Pop, blues, jazz, folk, gospel and global music all meet at The Waterfall, a place of healing and learning. Sometimes Jack performs solo and other times with a group, but there is always present a unique energy of inclusiveness. His great capacity for rhythmic and percussive adventures, his virtuosic piano explorations, and his heartfelt songs and storytelling come together in every captivating performance.
Jack Licitra founded Jack's Waterfall in 1998. The group has released three CD's: Live at The Paris Café (1999) features a duo performance with mandolin guru, Buddy Merriam; Calling All Angels (2000) is rich in percussion and includes an all-star cast of musicians including guitarist Matt Marshak and percussionist Richie Guerrero. Griot (2001) is a collection of more mature songs and interesting rhythms and features Bakithi Kumalo (from Paul Simon’s Graceland) on fretless bass and Morris Goldberg (from the Rosie O'Donnell Show) on saxophone and flutes.

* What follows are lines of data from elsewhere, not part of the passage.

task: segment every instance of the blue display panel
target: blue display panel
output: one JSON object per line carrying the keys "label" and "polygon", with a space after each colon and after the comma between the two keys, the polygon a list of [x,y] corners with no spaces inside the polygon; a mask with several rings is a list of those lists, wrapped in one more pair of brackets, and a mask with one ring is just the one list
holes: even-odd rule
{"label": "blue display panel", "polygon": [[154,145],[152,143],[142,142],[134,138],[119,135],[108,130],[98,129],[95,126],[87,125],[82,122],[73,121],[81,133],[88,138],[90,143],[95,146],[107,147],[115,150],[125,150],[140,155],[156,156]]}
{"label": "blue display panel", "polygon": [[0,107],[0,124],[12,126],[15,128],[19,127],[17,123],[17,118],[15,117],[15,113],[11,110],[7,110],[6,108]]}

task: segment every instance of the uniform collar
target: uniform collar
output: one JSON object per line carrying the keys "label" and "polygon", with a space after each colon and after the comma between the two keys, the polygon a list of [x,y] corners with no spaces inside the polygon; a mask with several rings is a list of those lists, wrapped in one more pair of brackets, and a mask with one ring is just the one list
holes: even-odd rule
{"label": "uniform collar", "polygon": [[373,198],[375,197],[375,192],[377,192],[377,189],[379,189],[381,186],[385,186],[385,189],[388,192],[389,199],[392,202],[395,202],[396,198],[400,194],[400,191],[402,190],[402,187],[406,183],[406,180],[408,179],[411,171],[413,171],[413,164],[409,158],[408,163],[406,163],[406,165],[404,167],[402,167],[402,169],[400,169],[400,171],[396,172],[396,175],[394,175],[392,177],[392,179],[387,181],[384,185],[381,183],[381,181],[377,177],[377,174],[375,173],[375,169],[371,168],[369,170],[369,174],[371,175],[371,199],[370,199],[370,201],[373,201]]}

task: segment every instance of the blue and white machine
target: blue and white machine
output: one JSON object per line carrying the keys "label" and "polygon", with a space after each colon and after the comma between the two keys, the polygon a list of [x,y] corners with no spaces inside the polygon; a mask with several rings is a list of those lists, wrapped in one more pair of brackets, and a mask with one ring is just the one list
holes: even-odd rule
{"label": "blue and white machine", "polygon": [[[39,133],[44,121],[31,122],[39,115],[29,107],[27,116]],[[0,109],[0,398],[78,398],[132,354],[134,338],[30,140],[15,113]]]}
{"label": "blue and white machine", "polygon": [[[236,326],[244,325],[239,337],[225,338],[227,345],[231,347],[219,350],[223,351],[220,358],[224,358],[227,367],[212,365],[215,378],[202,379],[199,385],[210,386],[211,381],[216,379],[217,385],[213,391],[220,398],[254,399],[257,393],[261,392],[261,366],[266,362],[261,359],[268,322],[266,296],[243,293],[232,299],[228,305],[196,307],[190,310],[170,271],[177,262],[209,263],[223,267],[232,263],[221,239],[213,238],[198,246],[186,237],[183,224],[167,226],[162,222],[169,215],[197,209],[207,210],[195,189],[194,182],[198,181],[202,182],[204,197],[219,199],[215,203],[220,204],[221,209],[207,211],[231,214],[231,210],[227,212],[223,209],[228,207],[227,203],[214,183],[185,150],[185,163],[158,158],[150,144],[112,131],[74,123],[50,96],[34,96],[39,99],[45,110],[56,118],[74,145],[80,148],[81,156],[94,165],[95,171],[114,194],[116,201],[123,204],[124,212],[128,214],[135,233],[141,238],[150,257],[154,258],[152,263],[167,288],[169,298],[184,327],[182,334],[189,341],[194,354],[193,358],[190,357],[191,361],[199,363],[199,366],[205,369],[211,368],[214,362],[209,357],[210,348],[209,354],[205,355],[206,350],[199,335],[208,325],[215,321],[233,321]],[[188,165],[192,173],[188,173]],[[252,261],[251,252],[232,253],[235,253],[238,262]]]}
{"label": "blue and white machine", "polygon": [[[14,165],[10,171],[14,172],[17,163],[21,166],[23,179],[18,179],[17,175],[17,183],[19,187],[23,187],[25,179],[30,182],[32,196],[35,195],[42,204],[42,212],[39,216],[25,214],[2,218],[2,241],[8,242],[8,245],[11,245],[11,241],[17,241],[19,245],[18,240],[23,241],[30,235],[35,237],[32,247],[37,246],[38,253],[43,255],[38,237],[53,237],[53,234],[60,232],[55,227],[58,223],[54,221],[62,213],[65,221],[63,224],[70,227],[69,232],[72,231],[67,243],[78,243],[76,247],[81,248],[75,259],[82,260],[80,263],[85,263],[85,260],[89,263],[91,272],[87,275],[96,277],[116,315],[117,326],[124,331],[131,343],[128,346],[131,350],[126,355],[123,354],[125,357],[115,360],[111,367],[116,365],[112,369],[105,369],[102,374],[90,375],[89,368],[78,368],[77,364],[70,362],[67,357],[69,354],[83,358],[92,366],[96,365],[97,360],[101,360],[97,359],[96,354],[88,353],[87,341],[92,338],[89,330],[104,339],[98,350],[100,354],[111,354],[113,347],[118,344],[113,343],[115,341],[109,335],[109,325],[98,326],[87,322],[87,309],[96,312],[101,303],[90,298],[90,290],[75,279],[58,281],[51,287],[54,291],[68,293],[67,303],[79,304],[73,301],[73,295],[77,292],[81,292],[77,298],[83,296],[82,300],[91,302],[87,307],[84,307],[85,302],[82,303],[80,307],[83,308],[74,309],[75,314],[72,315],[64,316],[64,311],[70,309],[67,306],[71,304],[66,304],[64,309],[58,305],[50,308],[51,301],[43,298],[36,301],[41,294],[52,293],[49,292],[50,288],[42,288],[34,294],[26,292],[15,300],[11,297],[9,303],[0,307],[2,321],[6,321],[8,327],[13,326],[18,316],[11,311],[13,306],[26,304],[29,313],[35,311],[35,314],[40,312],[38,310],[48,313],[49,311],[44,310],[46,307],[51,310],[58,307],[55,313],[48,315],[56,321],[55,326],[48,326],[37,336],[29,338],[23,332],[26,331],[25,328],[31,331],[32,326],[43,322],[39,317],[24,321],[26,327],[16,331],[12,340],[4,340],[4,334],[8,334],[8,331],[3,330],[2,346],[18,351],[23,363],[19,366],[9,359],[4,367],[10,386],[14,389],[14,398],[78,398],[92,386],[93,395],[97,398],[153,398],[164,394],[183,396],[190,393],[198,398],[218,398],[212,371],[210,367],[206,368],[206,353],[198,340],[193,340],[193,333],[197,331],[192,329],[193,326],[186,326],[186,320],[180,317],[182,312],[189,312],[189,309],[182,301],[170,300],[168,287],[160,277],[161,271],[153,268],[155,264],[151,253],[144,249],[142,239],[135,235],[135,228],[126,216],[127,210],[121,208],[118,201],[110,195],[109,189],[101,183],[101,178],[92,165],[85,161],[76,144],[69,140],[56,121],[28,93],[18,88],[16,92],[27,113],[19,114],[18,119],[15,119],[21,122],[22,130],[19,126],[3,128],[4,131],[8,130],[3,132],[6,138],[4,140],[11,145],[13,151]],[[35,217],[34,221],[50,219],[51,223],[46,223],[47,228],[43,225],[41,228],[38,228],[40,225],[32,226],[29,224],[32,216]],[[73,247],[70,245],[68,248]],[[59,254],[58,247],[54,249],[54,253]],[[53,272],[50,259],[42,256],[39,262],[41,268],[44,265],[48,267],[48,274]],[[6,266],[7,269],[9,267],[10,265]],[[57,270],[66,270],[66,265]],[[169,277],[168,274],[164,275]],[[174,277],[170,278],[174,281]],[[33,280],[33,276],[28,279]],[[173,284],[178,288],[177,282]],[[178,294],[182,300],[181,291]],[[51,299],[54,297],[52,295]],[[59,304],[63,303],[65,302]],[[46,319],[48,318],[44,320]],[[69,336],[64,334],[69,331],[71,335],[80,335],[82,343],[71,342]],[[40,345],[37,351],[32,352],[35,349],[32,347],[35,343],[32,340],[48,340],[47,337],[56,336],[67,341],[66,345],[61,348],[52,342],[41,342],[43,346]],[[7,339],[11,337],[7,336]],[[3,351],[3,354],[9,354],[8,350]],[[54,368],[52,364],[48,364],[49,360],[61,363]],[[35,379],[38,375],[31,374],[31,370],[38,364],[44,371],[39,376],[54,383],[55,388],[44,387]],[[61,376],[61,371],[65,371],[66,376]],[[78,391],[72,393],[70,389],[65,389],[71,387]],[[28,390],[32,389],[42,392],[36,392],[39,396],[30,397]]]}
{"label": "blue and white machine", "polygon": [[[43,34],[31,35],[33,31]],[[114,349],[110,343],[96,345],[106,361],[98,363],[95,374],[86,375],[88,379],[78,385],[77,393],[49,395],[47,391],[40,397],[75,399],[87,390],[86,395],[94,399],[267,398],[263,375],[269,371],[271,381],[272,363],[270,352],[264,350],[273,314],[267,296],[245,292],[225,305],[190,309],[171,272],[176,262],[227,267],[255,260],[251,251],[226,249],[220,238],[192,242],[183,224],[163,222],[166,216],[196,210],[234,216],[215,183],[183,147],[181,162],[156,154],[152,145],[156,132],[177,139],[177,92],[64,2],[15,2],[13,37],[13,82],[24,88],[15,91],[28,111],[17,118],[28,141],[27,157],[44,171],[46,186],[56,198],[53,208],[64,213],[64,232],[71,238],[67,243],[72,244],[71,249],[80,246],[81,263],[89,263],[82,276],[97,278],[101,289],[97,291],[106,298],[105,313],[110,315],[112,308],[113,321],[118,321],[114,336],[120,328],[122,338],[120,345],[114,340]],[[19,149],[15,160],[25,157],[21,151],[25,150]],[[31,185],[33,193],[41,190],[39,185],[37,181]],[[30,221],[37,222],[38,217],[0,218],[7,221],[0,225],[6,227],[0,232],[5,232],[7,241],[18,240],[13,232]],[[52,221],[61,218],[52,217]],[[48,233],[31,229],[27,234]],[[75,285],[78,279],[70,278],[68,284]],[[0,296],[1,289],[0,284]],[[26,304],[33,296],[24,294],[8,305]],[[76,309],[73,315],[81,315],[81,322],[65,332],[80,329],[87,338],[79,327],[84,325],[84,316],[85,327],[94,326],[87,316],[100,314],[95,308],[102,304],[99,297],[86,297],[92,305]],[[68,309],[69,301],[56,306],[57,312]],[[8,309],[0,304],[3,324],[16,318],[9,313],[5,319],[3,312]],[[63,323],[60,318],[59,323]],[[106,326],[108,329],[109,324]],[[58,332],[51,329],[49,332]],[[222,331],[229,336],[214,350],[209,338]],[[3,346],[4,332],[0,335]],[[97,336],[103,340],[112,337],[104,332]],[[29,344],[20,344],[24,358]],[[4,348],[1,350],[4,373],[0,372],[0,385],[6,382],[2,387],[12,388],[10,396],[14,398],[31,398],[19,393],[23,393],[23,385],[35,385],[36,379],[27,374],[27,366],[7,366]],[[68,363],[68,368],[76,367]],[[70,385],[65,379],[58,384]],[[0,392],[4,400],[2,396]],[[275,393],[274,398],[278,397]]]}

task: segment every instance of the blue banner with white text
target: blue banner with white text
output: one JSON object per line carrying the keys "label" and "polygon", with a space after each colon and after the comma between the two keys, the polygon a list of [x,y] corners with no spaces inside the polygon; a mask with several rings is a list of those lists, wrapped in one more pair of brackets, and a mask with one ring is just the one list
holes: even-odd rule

Jack's Waterfall has appeared at The B.B. King Blues Festival, The University of Stonybrook, The New Jersey Folk Festival, and The Riverhead Blues Festival. Licitra has toured The United States as a full time member of The Kerry Kearney Band, opening for such acts as the Allman Brothers and the Dickie Betts Band. Heralded as master of the dobro, Kearney recruited Licitra in 1999 to play accordion and Hammond organ. Jack has co-written material and been featured on vocals on Kearney’s last two CDs.
Jack’s expansive career has also found him sharing the stage with the likes of Levon Helm, Jimmy Vivino, Richie Havens, Buckwheat Zydeco, James Cotton, Marcia Ball, and many others.
Writing songs to help his family through tough times – Jack was fourteen when his father died - Jack soon discovered the healing powers of music. He notes, "Music or any of the arts are universal - shared experiences or communications that bring people closer together. It gets them in touch with things they were feeling but never actually tried to express."